Category Archives: Research

Some urban researchers are careless…and wrong

I have read a number of scholarly articles in which the authors were using census Urbanized Area data from 2000 or later in which they described those areas as consisting of territory with a population density of 1,000 or more. And that is incorrect. The density threshold for adding blocks or other small areas to an Urbanized Area (or Urban Cluster) is 500 persons per square mile. I’m not into naming and shaming and won’t. But come on! If you can’t even describe the data you are using accurately, why should anyone trust anything else you are saying?

I know where the error comes from. Starting with the 2000 census, the Census Bureau dramatically changed how they defined the notion of “urban” and Urbanized Areas (for the most part greatly improving the definition). Under the old definition, it was the case that a small area had to have a population density of at least 1,000 persons per square mile to be included in an Urbanized Area. An excellent summary of how the census definition of “urban” has evolved can be found here.

I assume that a researcher making this error had read earlier articles that described Urbanized Areas as consisting of areas with densities of 1,000 or more (either correctly, if referring to pre–2000 Urbanized Areas or incorrectly, if referring to the later areas). I expect this would be the source, not the census definition of the earlier Urbanized Areas, for if these authors were too careless and lazy to look up the definition for their current work, they likely would not have done so in the past either.

The current Urbanized Area density minimum plays a key role in the definition of urban areas for my urban patterns research. And of course I am continuing to read new articles that are published that deal with urban patterns, including those using Urbanized Area data. The first few times I read articles referring to the 1000-person-per-square-mile cutoff for 2000 or 2010 Urbanized Areas, I panicked. Did I make a mistake in understanding the definition and get it wrong? (It is a complex definition.) Each of those times I went back and re-read the formal notices on urban area criteria for 2000 and 2010  in the Federal Register. After having assured myself several times that I was correct, I no longer have to repeat this.

Technical note

The 2000 and 2010 urban area criteria do make use of a population density minimum of 1,000 persons per square mile in the first stage of the delineation process.

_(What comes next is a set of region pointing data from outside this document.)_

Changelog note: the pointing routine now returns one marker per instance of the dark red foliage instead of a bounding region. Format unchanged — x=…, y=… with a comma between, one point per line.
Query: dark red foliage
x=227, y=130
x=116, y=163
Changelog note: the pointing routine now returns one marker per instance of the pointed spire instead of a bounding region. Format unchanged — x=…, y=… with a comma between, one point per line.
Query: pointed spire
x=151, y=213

An urban area core is defined that includes small areas with population densities of 1,000 or more. Then additional areas are added with densities of 500 persons per square mile and above. The existence of an initial urban area core meeting the higher density threshold will not be an issue for Urbanized Areas.

On the sharing of data from research

The National Academies recently released a report addressing integrity in scientific research, including the social and behavioral sciences. One of the recommendations is that after publication researchers share with others the data on which an article is based. This supports research transparency and should lead to greater reproducability of research. I think sharing data is generally a good thing, and I have done so. But I feel that the authors of the report have failed to address some important issues related to such data sharing. This is obviously a topic much broader that the subject of this blog. But at two points in my comments I will give examples that relate directly to things discussed here.

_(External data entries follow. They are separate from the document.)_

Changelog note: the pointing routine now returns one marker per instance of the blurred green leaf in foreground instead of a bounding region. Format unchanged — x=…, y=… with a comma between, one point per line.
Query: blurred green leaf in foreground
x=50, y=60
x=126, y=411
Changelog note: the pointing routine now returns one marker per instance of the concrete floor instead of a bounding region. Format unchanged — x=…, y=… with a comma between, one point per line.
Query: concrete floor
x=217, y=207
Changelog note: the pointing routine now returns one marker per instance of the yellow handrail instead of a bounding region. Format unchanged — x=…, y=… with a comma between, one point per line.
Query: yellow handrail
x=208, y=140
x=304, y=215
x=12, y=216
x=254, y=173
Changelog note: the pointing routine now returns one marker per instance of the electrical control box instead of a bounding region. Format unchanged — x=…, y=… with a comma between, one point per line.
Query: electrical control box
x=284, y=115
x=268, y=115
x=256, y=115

In discussing the recommendation on data sharing, the report points favorably to the policies of some journals requiring that authors make the data for an article availble to others on request. But further discussion in the report strongly implies that data should be made available in a repository from which anyone can download it. The difference is significant because in making the data available online, the person(s) who created the data then lose all control over how it might be used.

But first, a simple, practical issue. Making data available for others to use entails a significant amount of work relating to formatting, documentation, and so forth. I am very careful about documenting my data as I do research, but that original documentation is completely meaningful only to me. Just sharing data with co-authors requires some additional effort. Sharing it publicly would require more. I suspect that the majority of datasets from articles would never be used by others. So it is inefficient to put the work in for every dataset to get it into a form in which it can be shared. It makes much more sense to put in this effort when someone makes the request to use the data. At that point, I am happy to do so.

The authors of the report (many from the natural sciences) seem to most often view datasets as the products of experiments, to be reported in an paper, which then is the end of the story. Indeed, they actually see as a problem “the temptation to publish multiple papers on just one experiment or dataset.” (p. 17) They fail to realize that for certain types of research, datasets are developed, often with a great deal of effort, to support the investigation of multiple research questions. Those creating the data have a reasonable expectation of being able to carry out their research without having it preempted by others using their data.

My urban patterns dataset with data on housing units by census tract for 59 large urban areas from 1950 to 2010 is an example of this. I spent at least a year-and-a-half building the dataset. I have a long list of research questions I intend to address using this dataset. The papers currently on the Research page represent just a start. I feel that it is reasonable that I shold be able to be the first to use this data to address these questions. I certainly would not have put in the effort I did in creating the dataset only for one or two papers. This does not mean that I would be unwilling to share the data with others before I have completed this program. I’m finished with all of the questions I have intended to address relating to the negative exponential model. If someone wants to do more, I could be willing to share the data. Or if someone wants to combine my data with some other dataset, sharing could be appropriate. But that’s why I believe I need to have control over the sharing.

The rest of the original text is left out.